|Jack Francis Smith|
My father was a fraternal twin. He and his brother, Mack Weaver, were born on January 8, 1928, at the Oklahoma Osteopathic Hospital in Tulsa. Their parents were Weaver Harris Smith and Fannie (Castle) Smith.
My grandparents didn’t have names picked out and named the boys for the two ambulance drivers that brought my grandmother home from the hospital: Mack and Jack. Uncle Mack’s middle name was Weaver for my grandfather; Daddy’s was Francis, my grandmother’s first name, although she always went by Fannie. They must have already had their own distinctive looks, because they were definitely named for the parent they resembled.
|Jack & Mack Smith|
Although they grew up during the Depression, Daddy once said that they didn’t know they were poor. Their doting parents—they were the only children—tried to give them all they could, including Shetland ponies. Mack’s was named Queenie, and Jack’s was named Don.

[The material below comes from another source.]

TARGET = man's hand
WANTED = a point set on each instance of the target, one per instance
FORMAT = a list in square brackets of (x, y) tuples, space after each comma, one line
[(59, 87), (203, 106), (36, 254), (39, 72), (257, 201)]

Daddy had asthma, which I suspect is why my grandmother was always so protective of him. She said she remembered standing out at the front gate and hearing him in the house, trying to catch his breath. In high school he ran track, which helped him finally get over his breathing problems. He and Uncle Mack were also in the dance club, and that was an activity that he enjoyed until the very end of his life.
|Daddy in group on right, facing camera, Uncle Mack to his left|
Jack and Mack graduated from Daniel Webster High School in Tulsa, Oklahoma, in 1946.
|Mack Weaver and Jack Francis Smith|
My dad tried college for a while at the University of Tulsa but didn’t finish. When he and my mother first married in 1952, he worked at Musick Drug at N. Denver & W. Edison, delivering prescriptions. When I was in elementary school, he worked for Cooper Supply Co., which sold plumbing supplies. Later he was an insurance investigator, working out of a building at 7th & Houston. He worked for the Department of Human Services for many years at their offices on Houston, just west of the Civic Center.
His family was the most important thing in the world to him. After my mother died, he never remarried, so he spent more time with my brother and me than most dads. He came home for lunch when he worked for Cooper Supply; it hadn’t been long since my mother’s death, and he took me almost every day to Brownie’s Pharmacy for ice cream before he went back to work. When he did field work as an insurance investigator, he often took us with him. He attended all of my brother’s ball games and all my spelling bees and plays. He took walks with us. He was the designated driver on hundreds of family eating expeditions.
He died way too young, at age 57, on October 12, 1985. I still miss him every day.
*One of the first research jobs I tackled was the Smiths. I still haven’t gotten much further. They came to Oklahoma from Alabama.
**On the Castle side of the family, my cousin Fred was the family genealogist. He did all the work, and I have just enjoyed being able to rest when it comes to that ¼ of my heritage. The Castles came to Oklahoma from Kentucky.